Частые вечерние отсутствия требовали объяснений. Хотя бы в семье. Мама выслушала ее со спокойствием на лице, лишь несколько раз удивленно вскинув домиком брови, когда Иустина попыталась рассказать ей, как умела, о непорочном зачатии и Воскресении.
– Смотри сама, дочка, – молвила озадаченно, – наша вера исчисляется веками. Не станет ли новая наивным увлечением юности?
Отец поначалу даже слушать не пожелал. Разгневанно швырнул о стену греческую амфору с остатками вина. Старик Едесий большую часть жизни прислуживал в местном храме Афродиты, а потому считал себя знатоком женских чар и соблазнов.
– Чтобы я больше не слышал об этих отступниках в нашем доме! – кипятился отец. – А тебе – запрещаю! Поняла? Запрещаю ходить на их богоборческие сборища!
Однако прошло всего-то несколько дней, быть может неделя, как отец втайне от дочери рассказал жене Клеодонии о странном сне, что привиделся ему вскоре после того раздора. Сонм ангелов явился к нему во сне в окружении неземного свечения. Опускались они, словно снег, – медленно, торжественно. Пахло ладаном.
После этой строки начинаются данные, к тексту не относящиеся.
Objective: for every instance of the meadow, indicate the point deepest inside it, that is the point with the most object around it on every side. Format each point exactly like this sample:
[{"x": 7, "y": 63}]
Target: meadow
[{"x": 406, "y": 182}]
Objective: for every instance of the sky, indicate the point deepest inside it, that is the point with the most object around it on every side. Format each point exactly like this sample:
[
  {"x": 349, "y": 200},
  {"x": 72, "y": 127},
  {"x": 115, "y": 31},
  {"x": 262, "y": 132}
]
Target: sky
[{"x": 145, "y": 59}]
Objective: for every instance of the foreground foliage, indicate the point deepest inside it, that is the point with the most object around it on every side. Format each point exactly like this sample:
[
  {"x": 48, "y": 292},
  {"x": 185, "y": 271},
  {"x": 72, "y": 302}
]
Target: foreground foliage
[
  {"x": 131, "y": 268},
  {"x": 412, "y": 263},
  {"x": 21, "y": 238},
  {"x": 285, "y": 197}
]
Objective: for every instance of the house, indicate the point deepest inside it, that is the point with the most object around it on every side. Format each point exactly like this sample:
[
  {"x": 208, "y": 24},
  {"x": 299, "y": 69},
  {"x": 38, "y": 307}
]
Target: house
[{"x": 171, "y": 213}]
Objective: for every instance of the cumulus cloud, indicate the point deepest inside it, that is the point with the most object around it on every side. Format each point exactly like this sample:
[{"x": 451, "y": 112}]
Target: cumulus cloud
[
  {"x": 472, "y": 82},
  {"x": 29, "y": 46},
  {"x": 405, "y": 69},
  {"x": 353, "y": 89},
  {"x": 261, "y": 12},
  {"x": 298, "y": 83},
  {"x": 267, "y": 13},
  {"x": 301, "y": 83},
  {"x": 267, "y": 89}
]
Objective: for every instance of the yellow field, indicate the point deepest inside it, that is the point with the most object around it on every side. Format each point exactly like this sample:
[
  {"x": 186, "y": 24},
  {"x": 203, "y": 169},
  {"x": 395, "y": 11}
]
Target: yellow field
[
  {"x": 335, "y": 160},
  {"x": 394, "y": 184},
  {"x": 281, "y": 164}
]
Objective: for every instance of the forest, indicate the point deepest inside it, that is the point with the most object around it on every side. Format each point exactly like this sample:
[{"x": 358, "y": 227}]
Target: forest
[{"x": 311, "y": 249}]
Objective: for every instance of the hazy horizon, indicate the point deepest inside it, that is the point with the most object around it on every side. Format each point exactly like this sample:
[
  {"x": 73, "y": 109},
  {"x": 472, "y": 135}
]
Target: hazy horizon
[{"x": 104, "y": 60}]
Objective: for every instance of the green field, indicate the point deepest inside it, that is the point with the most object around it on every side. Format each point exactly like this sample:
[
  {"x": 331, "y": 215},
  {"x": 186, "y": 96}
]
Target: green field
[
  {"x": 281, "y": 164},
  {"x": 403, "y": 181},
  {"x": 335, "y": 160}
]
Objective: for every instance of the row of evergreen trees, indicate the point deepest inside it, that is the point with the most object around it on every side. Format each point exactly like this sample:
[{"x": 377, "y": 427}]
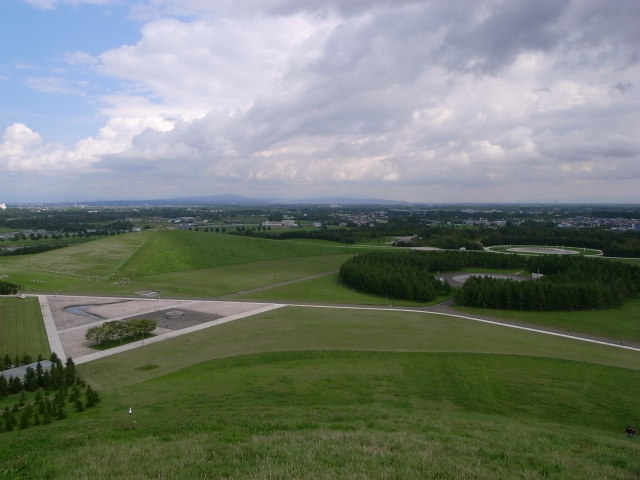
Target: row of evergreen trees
[
  {"x": 542, "y": 294},
  {"x": 120, "y": 329},
  {"x": 569, "y": 282},
  {"x": 52, "y": 391},
  {"x": 399, "y": 275},
  {"x": 7, "y": 362}
]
И звук пастушьей свирели сопровождал их полет. А вскоре явился ему Христос. Ничего не поясняя, не называясь по имени, Он будто начертал Свое имя в стариковском сердце навек. Христос был непостижим. Глядел в душу старца преисполненным любви чистым взором, и душа Едесия купалась в этой любви. И возрождалась вновь. «Приидите ко Мне, – молвил Христос, – и Я дам вам Царствие Небесное». Повторяя эти слова для Клеодонии, старик вновь преображался и вновь купался в любви Спасителя, которого не знал, о житии Его судил понаслышке и уж совершенно определенно в Него не верил.
– Утром ко мне пришли крамольные мысли, – продолжал делиться с женой самым сокровенным Едесий, – а что, если дочка права? Ведь наши идолы сделаны руками человеческими и не имеют ни души, ни дыхания, а потому – каким образом они могут быть нашими богами?